An agreement was reached with the Mormons in 1891, whereby they would lease 700,000 acre of land, bring in settlers, and provide labour for building the canal system. Economic depression and the lack of capital ended the project. Though temporarily thwarted the Galts continued to pursue their plan for irrigation and soon afterwards, with an upturn in the economy and a new Liberal government with Clifford Sifton as Minister of the Interior, who pursued a vigorous policy of immigration, the fortunes of the Galt enterprises changed for the better. An agreement was reached with the Government of Canada, whereby in an exchange of lands the AR&CC was able to assemble a solid block of 500,000 acre adjacent to the St. Mary River thus making large-scale irrigation feasible. A new contract was signed with the Mormons in which they were to construct the canal system, and in return for their labour they were to be paid "one-half in cash and one-half in land, the land with water rights being valued at three dollars per acre, to a total of $75,000 and 25,000 acres." A remission of the survey fee of ten cents per acre was also granted by the government.
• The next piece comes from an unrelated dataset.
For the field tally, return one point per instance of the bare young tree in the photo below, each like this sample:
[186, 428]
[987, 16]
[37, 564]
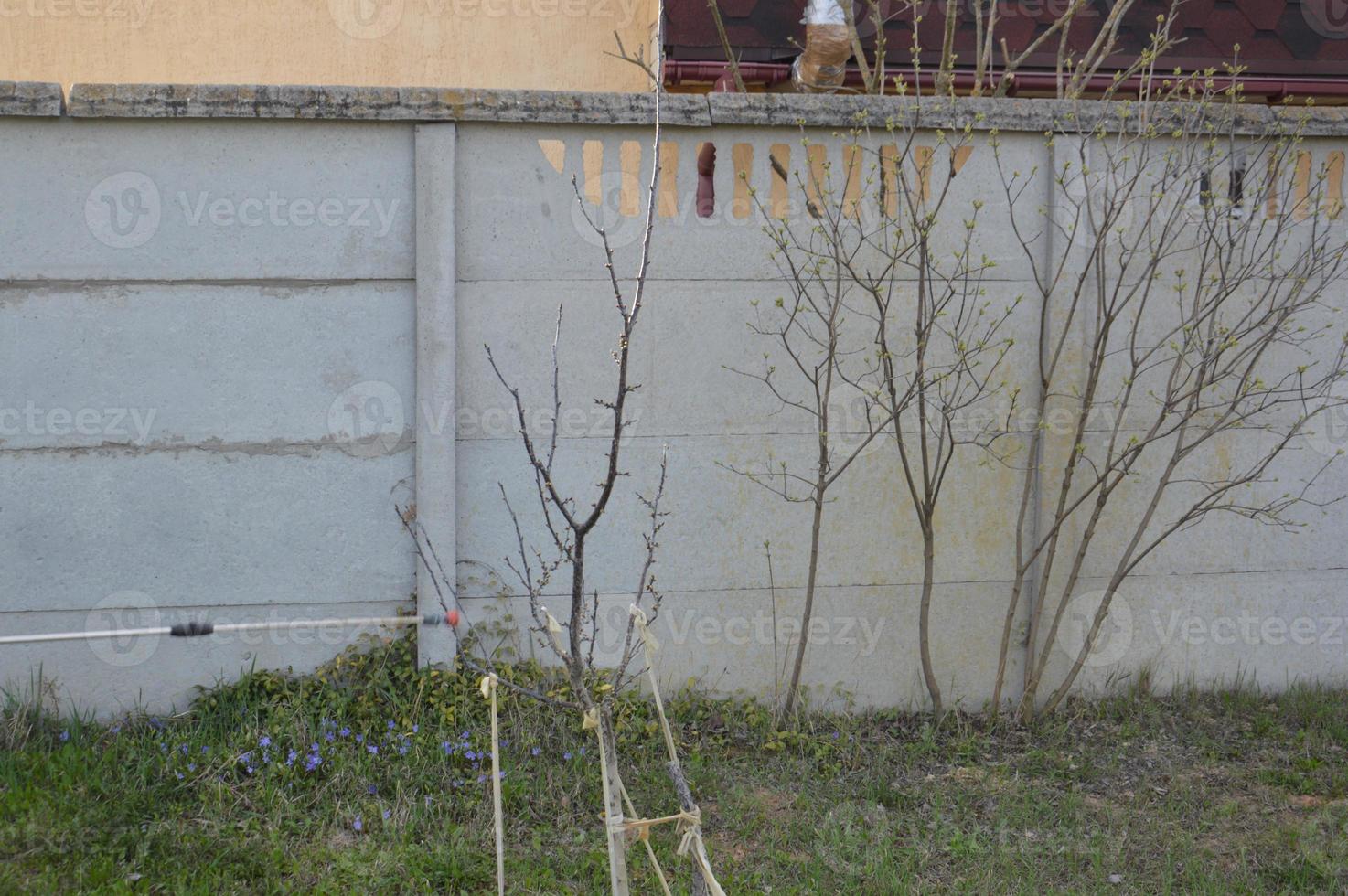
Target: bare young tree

The church-sponsored immigrants, to whom Galt advanced the costs of transportation, were to establish themselves in hamlets, one each in the tracts 20 and 30 mi south of Lethbridge – the communities of Stirling and Magrath were established in 1889 as per contract with AR&IC. The main canal was completed in August 1900.

That same year the St. Mary’s River Railway Company was incorporated to provide access and serve the settlers benefiting from the irrigation system. It reached Cardston in 1903, with permission to extend the 3 ft-gauge line. At Raymond a sugar beet factory was erected. A further consolidation of land took place in 1900, followed in 1902 by the purchase of the adjacent 500,000 acre tract at one dollar an acre after the awarding of credits amounting to two dollars an acre. Payment was to be made in ten equal annual installments. The stipulation was that the land could not be sold for more than five dollars an acre, and the unsold balance, after 15 years, would revert to the government. In 1904 the Galt companies were merged into a new corporation, the Alberta Railway and Irrigation Company (AR&IC). The St. Mary Canal was enlarged and a beginning was made on a canal from the Milk River, halted by the Boundary Waters Treaty of 1909 between the United States and Canada, dividing the waters of the two rivers equally between the two countries. In 1912 the Canadian Pacific Railway leased the AR&IC for 999 years, thus ending the independence of the Galt enterprise.